Jokes
Signs of the 2000's
Before you criticise someone walk a mile in their shoes. That way if they get angry they'll be a mile away -- and barefoot.
♥ A clear conscience is usually the sign of a bad memory.
♥ If you must choose between two evils, pick the one you've never tried before.
♥ My idea of housework is to sweep the room with a glance.
♥ Not one shred of evidence supports the notion that life is serious.
♥ It is easier to get forgiveness than permission.
♥ For every action there is an equal and opposite government programme.
♥ Age is a very high price to pay for maturity.
♥l A closed mouth gathers no feet.
♥ If you look like your passport picture, you probably need the trip.
♥ Always yield to temptation, because it may not pass your way again.
♥ Bills travel through the mail at twice the speed of checks.
♥ A conscience is what hurts when all your other parts feel so good.
♥ Eat well - stay fit - die anyway.
♥ Men are from earth. Women are from earth. Deal with it.
♥ No husband has ever been shot while doing the dishes.
♥ A balanced diet is a cookie in each hand.
♥ Middle age is when broadness of the mind and narrowness of the waist change places.
♥ Opportunities always look bigger going than coming.
♥ Junk is something you throw away three weeks before you need it.
♥ There is always one more imbecile than you counted on.
♥ Artificial intelligence is no match for natural stupidity.
♥ Going to church doesn't make you a Christian any more than going to a garage makes you a mechanic.
♥ Experience is a wonderful thing.

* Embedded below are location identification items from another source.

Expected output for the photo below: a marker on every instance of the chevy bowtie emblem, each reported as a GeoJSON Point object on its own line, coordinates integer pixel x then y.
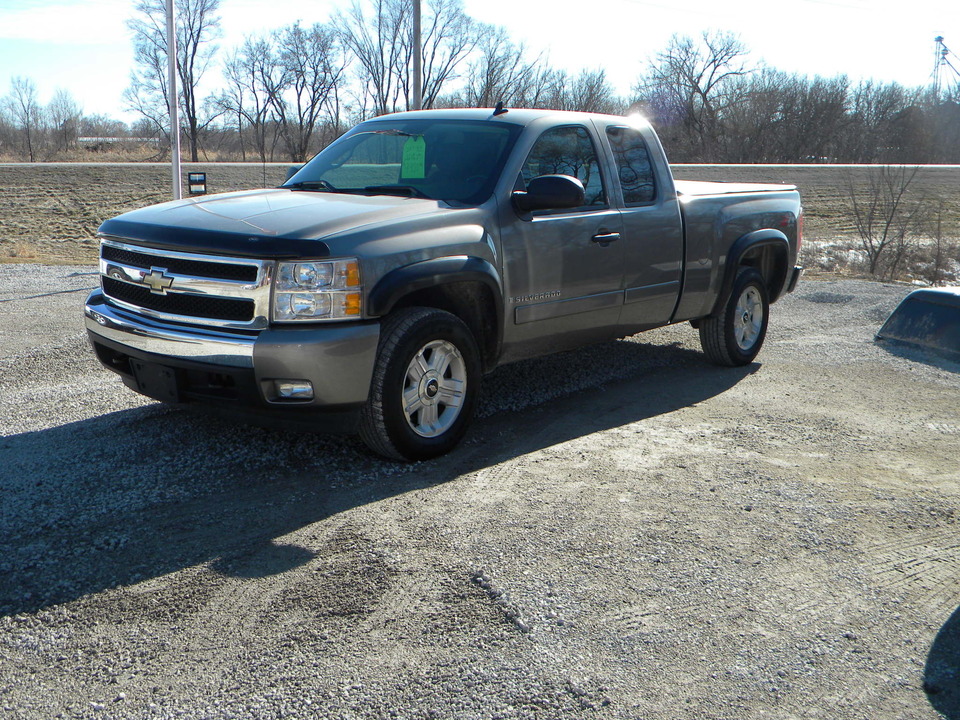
{"type": "Point", "coordinates": [157, 281]}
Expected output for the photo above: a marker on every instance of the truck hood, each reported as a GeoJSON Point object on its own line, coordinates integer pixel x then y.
{"type": "Point", "coordinates": [262, 223]}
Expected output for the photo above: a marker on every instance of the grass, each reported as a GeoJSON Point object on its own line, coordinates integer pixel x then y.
{"type": "Point", "coordinates": [50, 212]}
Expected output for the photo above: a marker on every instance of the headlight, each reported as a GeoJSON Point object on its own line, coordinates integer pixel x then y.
{"type": "Point", "coordinates": [312, 291]}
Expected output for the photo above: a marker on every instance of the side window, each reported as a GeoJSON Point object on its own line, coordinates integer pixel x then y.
{"type": "Point", "coordinates": [633, 165]}
{"type": "Point", "coordinates": [567, 151]}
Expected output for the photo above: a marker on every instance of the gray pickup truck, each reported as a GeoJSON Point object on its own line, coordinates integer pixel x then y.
{"type": "Point", "coordinates": [372, 290]}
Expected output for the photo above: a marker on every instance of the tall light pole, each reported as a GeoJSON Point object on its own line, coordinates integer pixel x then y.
{"type": "Point", "coordinates": [173, 97]}
{"type": "Point", "coordinates": [417, 59]}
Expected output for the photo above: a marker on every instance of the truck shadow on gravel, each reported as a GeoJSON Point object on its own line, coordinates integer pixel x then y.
{"type": "Point", "coordinates": [941, 676]}
{"type": "Point", "coordinates": [137, 494]}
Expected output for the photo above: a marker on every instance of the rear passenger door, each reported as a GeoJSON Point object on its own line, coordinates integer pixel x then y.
{"type": "Point", "coordinates": [652, 235]}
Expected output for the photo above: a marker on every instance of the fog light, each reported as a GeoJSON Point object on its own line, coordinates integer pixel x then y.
{"type": "Point", "coordinates": [293, 389]}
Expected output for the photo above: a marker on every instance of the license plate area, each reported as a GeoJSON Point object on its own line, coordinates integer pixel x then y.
{"type": "Point", "coordinates": [156, 381]}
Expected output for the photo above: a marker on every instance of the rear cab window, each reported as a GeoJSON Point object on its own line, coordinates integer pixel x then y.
{"type": "Point", "coordinates": [634, 165]}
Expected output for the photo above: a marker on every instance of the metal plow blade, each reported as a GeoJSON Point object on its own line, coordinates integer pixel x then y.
{"type": "Point", "coordinates": [928, 319]}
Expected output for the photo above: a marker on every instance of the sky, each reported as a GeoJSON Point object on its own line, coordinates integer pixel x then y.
{"type": "Point", "coordinates": [84, 46]}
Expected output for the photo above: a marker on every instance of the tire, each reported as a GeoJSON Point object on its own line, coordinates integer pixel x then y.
{"type": "Point", "coordinates": [735, 336]}
{"type": "Point", "coordinates": [426, 381]}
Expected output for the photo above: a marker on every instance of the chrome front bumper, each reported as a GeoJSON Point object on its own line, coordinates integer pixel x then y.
{"type": "Point", "coordinates": [158, 338]}
{"type": "Point", "coordinates": [337, 359]}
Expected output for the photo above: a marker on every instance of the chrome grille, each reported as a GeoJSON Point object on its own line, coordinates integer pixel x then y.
{"type": "Point", "coordinates": [187, 287]}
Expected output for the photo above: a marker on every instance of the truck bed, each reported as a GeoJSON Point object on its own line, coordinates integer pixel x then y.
{"type": "Point", "coordinates": [700, 187]}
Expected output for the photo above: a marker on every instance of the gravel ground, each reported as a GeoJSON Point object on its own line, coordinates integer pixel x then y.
{"type": "Point", "coordinates": [628, 532]}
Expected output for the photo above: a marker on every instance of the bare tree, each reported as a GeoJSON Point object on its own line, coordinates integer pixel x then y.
{"type": "Point", "coordinates": [253, 75]}
{"type": "Point", "coordinates": [376, 42]}
{"type": "Point", "coordinates": [25, 111]}
{"type": "Point", "coordinates": [690, 84]}
{"type": "Point", "coordinates": [499, 72]}
{"type": "Point", "coordinates": [380, 42]}
{"type": "Point", "coordinates": [590, 91]}
{"type": "Point", "coordinates": [64, 115]}
{"type": "Point", "coordinates": [197, 27]}
{"type": "Point", "coordinates": [313, 68]}
{"type": "Point", "coordinates": [886, 216]}
{"type": "Point", "coordinates": [449, 37]}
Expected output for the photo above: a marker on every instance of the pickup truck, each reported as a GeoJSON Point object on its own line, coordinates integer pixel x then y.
{"type": "Point", "coordinates": [374, 288]}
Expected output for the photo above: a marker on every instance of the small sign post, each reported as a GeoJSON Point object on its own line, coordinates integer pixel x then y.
{"type": "Point", "coordinates": [197, 183]}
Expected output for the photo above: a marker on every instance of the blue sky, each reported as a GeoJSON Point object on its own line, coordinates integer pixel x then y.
{"type": "Point", "coordinates": [83, 46]}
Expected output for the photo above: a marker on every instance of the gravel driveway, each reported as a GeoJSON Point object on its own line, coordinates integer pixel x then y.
{"type": "Point", "coordinates": [628, 532]}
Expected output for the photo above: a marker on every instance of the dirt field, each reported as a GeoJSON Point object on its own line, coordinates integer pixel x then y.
{"type": "Point", "coordinates": [627, 532]}
{"type": "Point", "coordinates": [50, 212]}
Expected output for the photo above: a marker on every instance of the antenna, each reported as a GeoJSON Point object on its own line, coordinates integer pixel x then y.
{"type": "Point", "coordinates": [943, 68]}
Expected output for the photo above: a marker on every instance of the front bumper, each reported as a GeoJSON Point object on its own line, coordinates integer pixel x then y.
{"type": "Point", "coordinates": [794, 278]}
{"type": "Point", "coordinates": [182, 363]}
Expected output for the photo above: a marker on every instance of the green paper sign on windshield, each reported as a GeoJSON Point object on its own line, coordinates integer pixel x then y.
{"type": "Point", "coordinates": [414, 159]}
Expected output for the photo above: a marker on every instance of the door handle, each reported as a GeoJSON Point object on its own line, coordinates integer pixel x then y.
{"type": "Point", "coordinates": [604, 238]}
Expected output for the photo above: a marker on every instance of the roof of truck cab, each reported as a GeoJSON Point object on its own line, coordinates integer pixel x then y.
{"type": "Point", "coordinates": [517, 116]}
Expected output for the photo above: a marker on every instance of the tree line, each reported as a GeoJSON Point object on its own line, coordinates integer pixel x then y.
{"type": "Point", "coordinates": [284, 94]}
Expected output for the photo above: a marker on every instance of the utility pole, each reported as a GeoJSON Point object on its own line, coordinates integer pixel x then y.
{"type": "Point", "coordinates": [943, 67]}
{"type": "Point", "coordinates": [173, 97]}
{"type": "Point", "coordinates": [417, 59]}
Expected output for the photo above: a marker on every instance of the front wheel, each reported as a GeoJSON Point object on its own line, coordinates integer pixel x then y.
{"type": "Point", "coordinates": [425, 385]}
{"type": "Point", "coordinates": [735, 336]}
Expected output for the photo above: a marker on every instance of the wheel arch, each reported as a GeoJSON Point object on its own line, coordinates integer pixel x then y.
{"type": "Point", "coordinates": [468, 287]}
{"type": "Point", "coordinates": [767, 250]}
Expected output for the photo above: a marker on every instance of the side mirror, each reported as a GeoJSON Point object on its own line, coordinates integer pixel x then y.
{"type": "Point", "coordinates": [550, 192]}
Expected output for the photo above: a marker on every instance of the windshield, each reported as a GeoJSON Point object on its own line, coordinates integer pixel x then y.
{"type": "Point", "coordinates": [457, 161]}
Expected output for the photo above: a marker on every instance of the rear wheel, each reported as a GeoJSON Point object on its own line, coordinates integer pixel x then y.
{"type": "Point", "coordinates": [735, 336]}
{"type": "Point", "coordinates": [425, 385]}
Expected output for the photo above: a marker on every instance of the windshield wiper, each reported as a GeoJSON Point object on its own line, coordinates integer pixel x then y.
{"type": "Point", "coordinates": [312, 185]}
{"type": "Point", "coordinates": [401, 190]}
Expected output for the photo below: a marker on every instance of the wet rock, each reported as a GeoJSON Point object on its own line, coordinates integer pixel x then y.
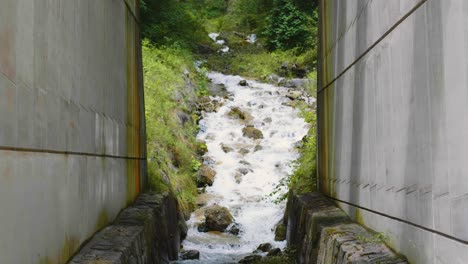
{"type": "Point", "coordinates": [291, 103]}
{"type": "Point", "coordinates": [190, 255]}
{"type": "Point", "coordinates": [244, 151]}
{"type": "Point", "coordinates": [238, 113]}
{"type": "Point", "coordinates": [298, 83]}
{"type": "Point", "coordinates": [299, 144]}
{"type": "Point", "coordinates": [209, 160]}
{"type": "Point", "coordinates": [238, 177]}
{"type": "Point", "coordinates": [294, 95]}
{"type": "Point", "coordinates": [202, 228]}
{"type": "Point", "coordinates": [206, 104]}
{"type": "Point", "coordinates": [244, 171]}
{"type": "Point", "coordinates": [226, 149]}
{"type": "Point", "coordinates": [250, 259]}
{"type": "Point", "coordinates": [274, 252]}
{"type": "Point", "coordinates": [183, 118]}
{"type": "Point", "coordinates": [202, 148]}
{"type": "Point", "coordinates": [252, 132]}
{"type": "Point", "coordinates": [298, 71]}
{"type": "Point", "coordinates": [217, 218]}
{"type": "Point", "coordinates": [243, 83]}
{"type": "Point", "coordinates": [203, 199]}
{"type": "Point", "coordinates": [243, 162]}
{"type": "Point", "coordinates": [234, 229]}
{"type": "Point", "coordinates": [217, 89]}
{"type": "Point", "coordinates": [273, 78]}
{"type": "Point", "coordinates": [280, 232]}
{"type": "Point", "coordinates": [205, 176]}
{"type": "Point", "coordinates": [265, 247]}
{"type": "Point", "coordinates": [205, 49]}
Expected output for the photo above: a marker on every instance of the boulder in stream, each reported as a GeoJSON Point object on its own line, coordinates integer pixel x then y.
{"type": "Point", "coordinates": [226, 148]}
{"type": "Point", "coordinates": [274, 252]}
{"type": "Point", "coordinates": [244, 151]}
{"type": "Point", "coordinates": [205, 176]}
{"type": "Point", "coordinates": [217, 218]}
{"type": "Point", "coordinates": [243, 83]}
{"type": "Point", "coordinates": [238, 113]}
{"type": "Point", "coordinates": [265, 247]}
{"type": "Point", "coordinates": [252, 132]}
{"type": "Point", "coordinates": [234, 229]}
{"type": "Point", "coordinates": [280, 232]}
{"type": "Point", "coordinates": [190, 255]}
{"type": "Point", "coordinates": [294, 95]}
{"type": "Point", "coordinates": [250, 259]}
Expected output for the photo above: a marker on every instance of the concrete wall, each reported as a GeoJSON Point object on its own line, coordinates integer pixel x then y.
{"type": "Point", "coordinates": [393, 123]}
{"type": "Point", "coordinates": [72, 148]}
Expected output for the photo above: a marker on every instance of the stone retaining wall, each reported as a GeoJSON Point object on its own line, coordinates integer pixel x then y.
{"type": "Point", "coordinates": [150, 231]}
{"type": "Point", "coordinates": [323, 234]}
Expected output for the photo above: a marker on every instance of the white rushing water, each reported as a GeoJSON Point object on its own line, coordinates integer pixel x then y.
{"type": "Point", "coordinates": [247, 200]}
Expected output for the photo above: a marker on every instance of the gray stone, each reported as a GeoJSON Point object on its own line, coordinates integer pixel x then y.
{"type": "Point", "coordinates": [251, 259]}
{"type": "Point", "coordinates": [274, 252]}
{"type": "Point", "coordinates": [205, 176]}
{"type": "Point", "coordinates": [190, 255]}
{"type": "Point", "coordinates": [243, 83]}
{"type": "Point", "coordinates": [252, 132]}
{"type": "Point", "coordinates": [265, 247]}
{"type": "Point", "coordinates": [226, 148]}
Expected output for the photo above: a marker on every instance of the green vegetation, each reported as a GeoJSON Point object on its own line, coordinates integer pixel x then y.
{"type": "Point", "coordinates": [166, 22]}
{"type": "Point", "coordinates": [287, 27]}
{"type": "Point", "coordinates": [288, 257]}
{"type": "Point", "coordinates": [172, 146]}
{"type": "Point", "coordinates": [304, 178]}
{"type": "Point", "coordinates": [176, 34]}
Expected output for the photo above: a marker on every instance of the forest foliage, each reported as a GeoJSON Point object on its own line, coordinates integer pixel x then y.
{"type": "Point", "coordinates": [174, 31]}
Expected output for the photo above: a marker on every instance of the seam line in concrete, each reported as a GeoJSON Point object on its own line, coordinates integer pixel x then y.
{"type": "Point", "coordinates": [401, 220]}
{"type": "Point", "coordinates": [390, 30]}
{"type": "Point", "coordinates": [129, 8]}
{"type": "Point", "coordinates": [49, 151]}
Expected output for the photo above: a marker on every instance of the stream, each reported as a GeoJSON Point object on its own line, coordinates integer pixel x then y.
{"type": "Point", "coordinates": [248, 173]}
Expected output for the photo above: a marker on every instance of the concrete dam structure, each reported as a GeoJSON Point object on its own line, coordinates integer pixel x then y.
{"type": "Point", "coordinates": [392, 106]}
{"type": "Point", "coordinates": [72, 138]}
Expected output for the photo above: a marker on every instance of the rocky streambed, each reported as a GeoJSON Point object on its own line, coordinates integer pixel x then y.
{"type": "Point", "coordinates": [250, 130]}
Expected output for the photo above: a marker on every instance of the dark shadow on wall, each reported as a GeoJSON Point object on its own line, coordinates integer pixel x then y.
{"type": "Point", "coordinates": [359, 98]}
{"type": "Point", "coordinates": [418, 167]}
{"type": "Point", "coordinates": [339, 87]}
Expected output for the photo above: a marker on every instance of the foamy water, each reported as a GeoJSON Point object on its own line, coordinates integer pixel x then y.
{"type": "Point", "coordinates": [247, 200]}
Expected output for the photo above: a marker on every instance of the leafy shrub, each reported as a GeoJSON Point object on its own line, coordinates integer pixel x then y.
{"type": "Point", "coordinates": [172, 147]}
{"type": "Point", "coordinates": [287, 27]}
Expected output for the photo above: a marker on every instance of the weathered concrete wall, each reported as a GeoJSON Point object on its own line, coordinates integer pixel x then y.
{"type": "Point", "coordinates": [393, 130]}
{"type": "Point", "coordinates": [72, 148]}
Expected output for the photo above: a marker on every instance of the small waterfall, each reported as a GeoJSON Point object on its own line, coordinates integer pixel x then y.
{"type": "Point", "coordinates": [265, 162]}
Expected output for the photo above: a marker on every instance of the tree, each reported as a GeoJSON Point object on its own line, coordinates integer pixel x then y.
{"type": "Point", "coordinates": [287, 27]}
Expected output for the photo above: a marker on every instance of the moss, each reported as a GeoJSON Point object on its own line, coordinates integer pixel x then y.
{"type": "Point", "coordinates": [70, 246]}
{"type": "Point", "coordinates": [170, 74]}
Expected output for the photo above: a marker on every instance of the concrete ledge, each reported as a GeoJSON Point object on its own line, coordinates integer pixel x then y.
{"type": "Point", "coordinates": [150, 231]}
{"type": "Point", "coordinates": [323, 233]}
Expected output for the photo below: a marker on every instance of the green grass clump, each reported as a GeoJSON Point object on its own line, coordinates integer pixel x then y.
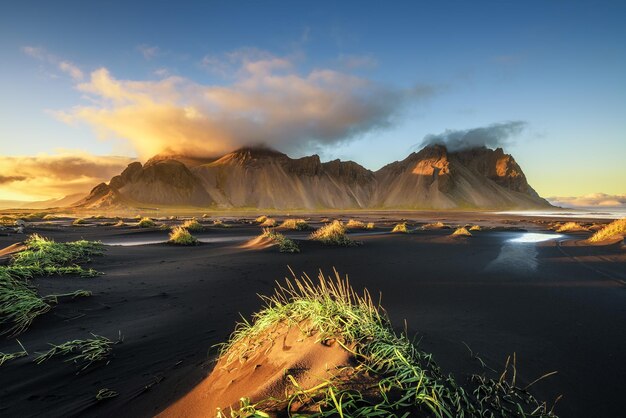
{"type": "Point", "coordinates": [43, 252]}
{"type": "Point", "coordinates": [192, 225]}
{"type": "Point", "coordinates": [295, 224]}
{"type": "Point", "coordinates": [146, 223]}
{"type": "Point", "coordinates": [285, 245]}
{"type": "Point", "coordinates": [181, 236]}
{"type": "Point", "coordinates": [333, 233]}
{"type": "Point", "coordinates": [268, 223]}
{"type": "Point", "coordinates": [220, 224]}
{"type": "Point", "coordinates": [461, 232]}
{"type": "Point", "coordinates": [83, 353]}
{"type": "Point", "coordinates": [19, 305]}
{"type": "Point", "coordinates": [615, 228]}
{"type": "Point", "coordinates": [6, 357]}
{"type": "Point", "coordinates": [400, 228]}
{"type": "Point", "coordinates": [388, 376]}
{"type": "Point", "coordinates": [356, 224]}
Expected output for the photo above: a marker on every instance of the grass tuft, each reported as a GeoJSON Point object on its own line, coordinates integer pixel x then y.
{"type": "Point", "coordinates": [268, 223]}
{"type": "Point", "coordinates": [356, 224]}
{"type": "Point", "coordinates": [106, 393]}
{"type": "Point", "coordinates": [83, 353]}
{"type": "Point", "coordinates": [615, 228]}
{"type": "Point", "coordinates": [181, 236]}
{"type": "Point", "coordinates": [20, 303]}
{"type": "Point", "coordinates": [333, 233]}
{"type": "Point", "coordinates": [220, 224]}
{"type": "Point", "coordinates": [285, 245]}
{"type": "Point", "coordinates": [435, 225]}
{"type": "Point", "coordinates": [401, 228]}
{"type": "Point", "coordinates": [390, 375]}
{"type": "Point", "coordinates": [295, 224]}
{"type": "Point", "coordinates": [461, 232]}
{"type": "Point", "coordinates": [193, 225]}
{"type": "Point", "coordinates": [146, 223]}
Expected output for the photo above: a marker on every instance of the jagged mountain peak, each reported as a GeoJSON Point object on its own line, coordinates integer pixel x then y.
{"type": "Point", "coordinates": [433, 178]}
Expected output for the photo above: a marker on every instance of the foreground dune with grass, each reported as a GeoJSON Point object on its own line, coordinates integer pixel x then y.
{"type": "Point", "coordinates": [614, 230]}
{"type": "Point", "coordinates": [571, 227]}
{"type": "Point", "coordinates": [333, 233]}
{"type": "Point", "coordinates": [321, 349]}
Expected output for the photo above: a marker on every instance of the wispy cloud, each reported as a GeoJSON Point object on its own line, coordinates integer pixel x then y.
{"type": "Point", "coordinates": [149, 51]}
{"type": "Point", "coordinates": [267, 100]}
{"type": "Point", "coordinates": [63, 65]}
{"type": "Point", "coordinates": [352, 62]}
{"type": "Point", "coordinates": [492, 136]}
{"type": "Point", "coordinates": [590, 200]}
{"type": "Point", "coordinates": [47, 176]}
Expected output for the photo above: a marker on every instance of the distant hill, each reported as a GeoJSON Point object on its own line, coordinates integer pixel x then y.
{"type": "Point", "coordinates": [433, 178]}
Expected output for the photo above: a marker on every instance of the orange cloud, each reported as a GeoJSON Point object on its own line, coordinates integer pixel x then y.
{"type": "Point", "coordinates": [267, 102]}
{"type": "Point", "coordinates": [50, 176]}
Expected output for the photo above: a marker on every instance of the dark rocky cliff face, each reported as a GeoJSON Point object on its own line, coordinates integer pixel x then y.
{"type": "Point", "coordinates": [430, 178]}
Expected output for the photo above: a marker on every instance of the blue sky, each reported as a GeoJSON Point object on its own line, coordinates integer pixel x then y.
{"type": "Point", "coordinates": [558, 66]}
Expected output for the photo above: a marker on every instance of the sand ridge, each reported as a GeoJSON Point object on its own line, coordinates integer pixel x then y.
{"type": "Point", "coordinates": [259, 368]}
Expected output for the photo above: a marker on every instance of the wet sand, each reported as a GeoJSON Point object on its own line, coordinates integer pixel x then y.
{"type": "Point", "coordinates": [557, 306]}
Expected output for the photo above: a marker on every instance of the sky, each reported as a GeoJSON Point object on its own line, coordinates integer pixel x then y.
{"type": "Point", "coordinates": [87, 87]}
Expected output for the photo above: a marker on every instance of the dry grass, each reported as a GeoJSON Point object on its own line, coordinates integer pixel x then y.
{"type": "Point", "coordinates": [400, 228]}
{"type": "Point", "coordinates": [220, 224]}
{"type": "Point", "coordinates": [571, 226]}
{"type": "Point", "coordinates": [461, 232]}
{"type": "Point", "coordinates": [390, 376]}
{"type": "Point", "coordinates": [356, 224]}
{"type": "Point", "coordinates": [295, 224]}
{"type": "Point", "coordinates": [333, 233]}
{"type": "Point", "coordinates": [192, 225]}
{"type": "Point", "coordinates": [181, 236]}
{"type": "Point", "coordinates": [614, 229]}
{"type": "Point", "coordinates": [435, 225]}
{"type": "Point", "coordinates": [269, 223]}
{"type": "Point", "coordinates": [285, 245]}
{"type": "Point", "coordinates": [146, 223]}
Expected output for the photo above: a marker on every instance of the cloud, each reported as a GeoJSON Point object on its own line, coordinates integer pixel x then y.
{"type": "Point", "coordinates": [11, 179]}
{"type": "Point", "coordinates": [148, 51]}
{"type": "Point", "coordinates": [48, 176]}
{"type": "Point", "coordinates": [266, 100]}
{"type": "Point", "coordinates": [353, 62]}
{"type": "Point", "coordinates": [65, 66]}
{"type": "Point", "coordinates": [71, 69]}
{"type": "Point", "coordinates": [594, 199]}
{"type": "Point", "coordinates": [492, 136]}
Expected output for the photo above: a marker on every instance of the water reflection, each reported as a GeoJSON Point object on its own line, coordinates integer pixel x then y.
{"type": "Point", "coordinates": [519, 255]}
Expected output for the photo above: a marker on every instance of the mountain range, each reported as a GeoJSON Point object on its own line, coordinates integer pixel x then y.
{"type": "Point", "coordinates": [256, 177]}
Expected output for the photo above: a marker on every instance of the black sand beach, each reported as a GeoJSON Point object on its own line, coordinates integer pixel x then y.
{"type": "Point", "coordinates": [559, 307]}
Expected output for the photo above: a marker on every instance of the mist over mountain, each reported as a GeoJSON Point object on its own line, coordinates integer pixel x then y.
{"type": "Point", "coordinates": [259, 177]}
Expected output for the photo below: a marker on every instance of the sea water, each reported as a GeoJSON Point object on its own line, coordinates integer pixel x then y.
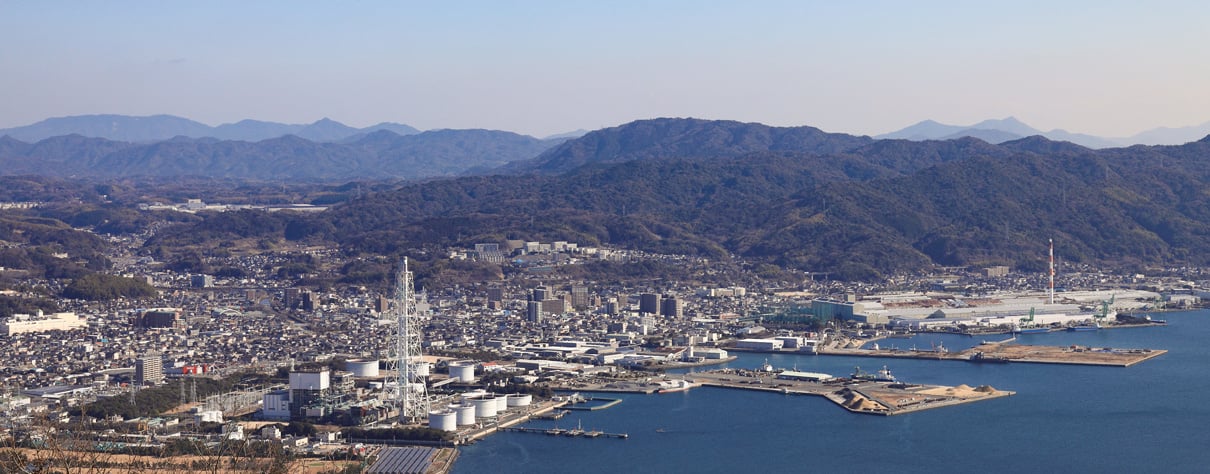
{"type": "Point", "coordinates": [1151, 417]}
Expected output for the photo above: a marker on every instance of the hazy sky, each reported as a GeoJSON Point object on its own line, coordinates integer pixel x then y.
{"type": "Point", "coordinates": [1107, 68]}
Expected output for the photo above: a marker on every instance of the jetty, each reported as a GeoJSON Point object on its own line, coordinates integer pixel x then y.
{"type": "Point", "coordinates": [568, 433]}
{"type": "Point", "coordinates": [857, 397]}
{"type": "Point", "coordinates": [1008, 352]}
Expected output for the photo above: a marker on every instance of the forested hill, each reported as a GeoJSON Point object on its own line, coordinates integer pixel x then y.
{"type": "Point", "coordinates": [904, 207]}
{"type": "Point", "coordinates": [683, 138]}
{"type": "Point", "coordinates": [381, 154]}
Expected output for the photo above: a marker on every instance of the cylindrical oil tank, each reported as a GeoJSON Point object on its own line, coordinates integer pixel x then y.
{"type": "Point", "coordinates": [519, 399]}
{"type": "Point", "coordinates": [484, 406]}
{"type": "Point", "coordinates": [462, 371]}
{"type": "Point", "coordinates": [444, 420]}
{"type": "Point", "coordinates": [465, 415]}
{"type": "Point", "coordinates": [362, 368]}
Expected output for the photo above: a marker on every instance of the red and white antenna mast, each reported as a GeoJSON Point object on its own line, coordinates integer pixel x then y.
{"type": "Point", "coordinates": [1052, 271]}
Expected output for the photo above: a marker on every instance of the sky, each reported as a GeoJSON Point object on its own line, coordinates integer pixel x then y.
{"type": "Point", "coordinates": [1106, 68]}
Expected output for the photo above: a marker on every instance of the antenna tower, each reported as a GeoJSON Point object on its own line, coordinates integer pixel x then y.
{"type": "Point", "coordinates": [1052, 271]}
{"type": "Point", "coordinates": [409, 388]}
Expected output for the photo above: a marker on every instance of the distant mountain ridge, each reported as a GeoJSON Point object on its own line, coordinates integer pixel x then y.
{"type": "Point", "coordinates": [683, 138]}
{"type": "Point", "coordinates": [883, 208]}
{"type": "Point", "coordinates": [1004, 129]}
{"type": "Point", "coordinates": [381, 154]}
{"type": "Point", "coordinates": [162, 127]}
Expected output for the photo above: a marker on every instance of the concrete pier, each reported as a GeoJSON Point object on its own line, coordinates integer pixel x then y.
{"type": "Point", "coordinates": [857, 397]}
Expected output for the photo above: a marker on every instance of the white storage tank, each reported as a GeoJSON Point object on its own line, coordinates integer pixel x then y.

It enables you to recognise a mistake when you make it again.
♥ By the time you can make ends meet they move the ends.
♥ Thou shalt not weigh more than thy refrigerator.
♥ Someone who thinks logically provides a nice contrast to the real world.
♥ I believe the only time the world beats a path to my door is when I'm in the bathroom.
♥ Blessed are they who can laugh at themselves for they shall never cease to be amused.